Hopefully nothing else will need to be done here, however it seems that worst case...a daily or weekly cronjob that traverses the directory tree in that folder might be all we need.

Thanks again for all the help.

Shain 



Shain Miley | Manager of Systems and Infrastructure, Digital Media | smiley@xxxxxxx | 202.513.3649

________________________________________
From: ceph-users [ceph-users-bounces@xxxxxxxxxxxxxx] on behalf of Shain Miley [SMiley@xxxxxxx]
Sent: Tuesday, January 06, 2015 8:16 PM
To: Christian Balzer; ceph-users@xxxxxxxx
Subject: Re:  rbd directory listing performance issues

Christian,

Each of the OSD's server nodes are running on Dell R-720xd's with 64 GB or RAM.
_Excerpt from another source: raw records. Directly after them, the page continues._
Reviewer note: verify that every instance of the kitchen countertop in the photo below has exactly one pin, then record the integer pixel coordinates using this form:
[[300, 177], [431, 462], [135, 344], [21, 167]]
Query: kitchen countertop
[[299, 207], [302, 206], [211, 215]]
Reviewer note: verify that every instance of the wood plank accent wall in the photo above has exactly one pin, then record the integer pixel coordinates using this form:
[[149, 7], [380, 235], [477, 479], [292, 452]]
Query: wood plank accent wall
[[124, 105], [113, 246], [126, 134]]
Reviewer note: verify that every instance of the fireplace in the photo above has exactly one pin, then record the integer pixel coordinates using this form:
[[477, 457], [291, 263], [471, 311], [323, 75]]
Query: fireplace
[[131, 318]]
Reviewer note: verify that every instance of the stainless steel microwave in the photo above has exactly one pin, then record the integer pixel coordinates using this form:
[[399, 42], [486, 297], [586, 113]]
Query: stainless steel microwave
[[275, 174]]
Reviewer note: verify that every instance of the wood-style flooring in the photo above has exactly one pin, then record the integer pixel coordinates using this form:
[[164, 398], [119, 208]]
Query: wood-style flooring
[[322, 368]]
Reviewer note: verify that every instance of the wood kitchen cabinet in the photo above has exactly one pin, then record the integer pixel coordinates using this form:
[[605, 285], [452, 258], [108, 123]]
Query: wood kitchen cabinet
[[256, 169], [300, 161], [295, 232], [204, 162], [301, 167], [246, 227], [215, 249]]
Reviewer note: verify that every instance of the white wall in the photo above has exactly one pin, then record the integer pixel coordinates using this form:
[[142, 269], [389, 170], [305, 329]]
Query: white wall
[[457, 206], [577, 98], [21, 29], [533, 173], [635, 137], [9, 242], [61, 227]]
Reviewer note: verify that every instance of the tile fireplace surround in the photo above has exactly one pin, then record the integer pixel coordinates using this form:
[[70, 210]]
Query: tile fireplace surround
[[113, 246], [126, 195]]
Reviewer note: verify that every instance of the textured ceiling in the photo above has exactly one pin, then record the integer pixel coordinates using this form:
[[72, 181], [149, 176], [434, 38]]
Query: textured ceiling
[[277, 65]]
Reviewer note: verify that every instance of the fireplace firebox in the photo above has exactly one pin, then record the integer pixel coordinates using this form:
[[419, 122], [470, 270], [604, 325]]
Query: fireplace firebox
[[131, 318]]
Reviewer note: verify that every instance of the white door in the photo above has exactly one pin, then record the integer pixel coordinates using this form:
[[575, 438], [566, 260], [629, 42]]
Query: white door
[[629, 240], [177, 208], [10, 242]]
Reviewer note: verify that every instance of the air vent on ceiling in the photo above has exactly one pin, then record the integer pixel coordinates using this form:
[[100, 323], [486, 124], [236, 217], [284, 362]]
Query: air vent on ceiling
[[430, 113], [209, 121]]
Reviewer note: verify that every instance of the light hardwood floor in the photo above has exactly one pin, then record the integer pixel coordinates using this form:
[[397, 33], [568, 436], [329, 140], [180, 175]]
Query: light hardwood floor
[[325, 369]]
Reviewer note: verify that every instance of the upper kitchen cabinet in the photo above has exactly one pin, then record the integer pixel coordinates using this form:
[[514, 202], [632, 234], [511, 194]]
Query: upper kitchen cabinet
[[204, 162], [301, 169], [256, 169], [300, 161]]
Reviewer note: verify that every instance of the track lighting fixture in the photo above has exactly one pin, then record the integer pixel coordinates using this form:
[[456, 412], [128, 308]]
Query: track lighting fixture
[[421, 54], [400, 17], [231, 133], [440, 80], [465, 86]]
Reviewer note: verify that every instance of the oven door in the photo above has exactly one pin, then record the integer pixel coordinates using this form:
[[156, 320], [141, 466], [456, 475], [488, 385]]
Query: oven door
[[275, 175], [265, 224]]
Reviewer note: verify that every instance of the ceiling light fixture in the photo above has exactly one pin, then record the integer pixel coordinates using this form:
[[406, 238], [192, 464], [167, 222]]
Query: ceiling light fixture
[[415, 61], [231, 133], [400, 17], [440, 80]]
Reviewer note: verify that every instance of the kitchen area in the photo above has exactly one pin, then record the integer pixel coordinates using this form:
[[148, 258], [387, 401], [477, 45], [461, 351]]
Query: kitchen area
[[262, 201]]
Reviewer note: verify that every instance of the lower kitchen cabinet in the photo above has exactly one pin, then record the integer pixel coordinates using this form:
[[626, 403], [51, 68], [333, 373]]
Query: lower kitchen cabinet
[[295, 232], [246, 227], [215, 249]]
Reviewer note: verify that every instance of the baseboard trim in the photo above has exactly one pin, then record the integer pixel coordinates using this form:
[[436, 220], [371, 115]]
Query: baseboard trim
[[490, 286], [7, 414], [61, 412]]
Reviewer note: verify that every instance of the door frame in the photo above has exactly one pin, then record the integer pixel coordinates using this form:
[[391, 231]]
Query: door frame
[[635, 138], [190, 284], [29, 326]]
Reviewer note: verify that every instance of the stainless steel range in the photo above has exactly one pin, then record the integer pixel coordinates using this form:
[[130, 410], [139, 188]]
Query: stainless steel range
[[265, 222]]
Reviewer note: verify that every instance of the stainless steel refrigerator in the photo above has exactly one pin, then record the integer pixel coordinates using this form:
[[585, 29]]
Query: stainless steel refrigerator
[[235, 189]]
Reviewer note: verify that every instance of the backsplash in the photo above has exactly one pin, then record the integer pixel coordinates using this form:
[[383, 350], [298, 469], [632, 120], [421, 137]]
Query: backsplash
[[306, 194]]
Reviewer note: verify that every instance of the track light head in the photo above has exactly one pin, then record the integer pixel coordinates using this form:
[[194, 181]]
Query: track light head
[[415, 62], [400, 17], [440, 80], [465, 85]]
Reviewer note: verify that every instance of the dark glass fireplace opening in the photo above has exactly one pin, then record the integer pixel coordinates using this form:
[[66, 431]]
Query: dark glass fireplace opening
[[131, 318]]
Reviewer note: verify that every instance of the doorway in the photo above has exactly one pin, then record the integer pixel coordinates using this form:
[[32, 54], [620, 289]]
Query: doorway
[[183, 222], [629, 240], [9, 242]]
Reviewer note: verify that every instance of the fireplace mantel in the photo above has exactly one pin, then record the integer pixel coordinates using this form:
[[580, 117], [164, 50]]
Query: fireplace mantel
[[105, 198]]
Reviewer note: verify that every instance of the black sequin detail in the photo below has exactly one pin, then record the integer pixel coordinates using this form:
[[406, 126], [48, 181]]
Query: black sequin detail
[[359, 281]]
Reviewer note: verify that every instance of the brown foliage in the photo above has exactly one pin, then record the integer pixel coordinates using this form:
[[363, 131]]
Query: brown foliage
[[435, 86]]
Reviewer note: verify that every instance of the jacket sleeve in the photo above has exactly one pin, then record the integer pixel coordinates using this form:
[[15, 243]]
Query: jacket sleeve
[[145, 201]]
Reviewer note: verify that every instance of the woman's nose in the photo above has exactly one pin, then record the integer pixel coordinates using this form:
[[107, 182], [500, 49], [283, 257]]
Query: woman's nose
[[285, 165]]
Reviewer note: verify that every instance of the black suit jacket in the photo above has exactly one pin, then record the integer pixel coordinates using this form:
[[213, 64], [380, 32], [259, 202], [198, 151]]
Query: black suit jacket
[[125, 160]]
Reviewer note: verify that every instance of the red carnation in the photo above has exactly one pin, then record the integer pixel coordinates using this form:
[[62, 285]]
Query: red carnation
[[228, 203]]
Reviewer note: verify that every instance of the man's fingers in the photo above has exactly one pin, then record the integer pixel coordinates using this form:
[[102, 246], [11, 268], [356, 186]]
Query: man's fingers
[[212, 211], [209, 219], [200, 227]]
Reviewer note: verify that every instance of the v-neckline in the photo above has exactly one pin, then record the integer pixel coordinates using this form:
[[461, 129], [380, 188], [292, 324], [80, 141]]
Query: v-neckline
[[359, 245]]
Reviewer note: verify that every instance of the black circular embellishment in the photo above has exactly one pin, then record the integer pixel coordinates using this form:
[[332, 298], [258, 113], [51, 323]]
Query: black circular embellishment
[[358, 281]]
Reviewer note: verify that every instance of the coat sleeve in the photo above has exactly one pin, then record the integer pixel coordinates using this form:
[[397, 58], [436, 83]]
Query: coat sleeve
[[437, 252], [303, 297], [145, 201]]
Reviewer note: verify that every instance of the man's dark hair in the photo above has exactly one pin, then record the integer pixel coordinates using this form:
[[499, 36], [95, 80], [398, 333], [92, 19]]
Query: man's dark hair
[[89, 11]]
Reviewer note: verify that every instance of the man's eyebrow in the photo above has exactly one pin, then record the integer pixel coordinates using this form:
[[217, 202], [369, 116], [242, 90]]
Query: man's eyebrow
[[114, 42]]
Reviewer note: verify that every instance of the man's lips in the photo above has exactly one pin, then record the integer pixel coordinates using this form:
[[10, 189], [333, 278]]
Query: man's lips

We have 107 OSD's so I have not checked all of them..however the ones I have checked with xfs_db, have shown anywhere from 1% to 4% fragmentation.

I'll try to upgrade the client server to 32 or 64 GB of ram at some point soon...however at this point all the tuning that I have done has not yielded all that much in terms of results.

It maybe a simple fact that I need to look into adding some SSD's, and the overall bottleneck here are the 4TB 7200 rpm disks we are using.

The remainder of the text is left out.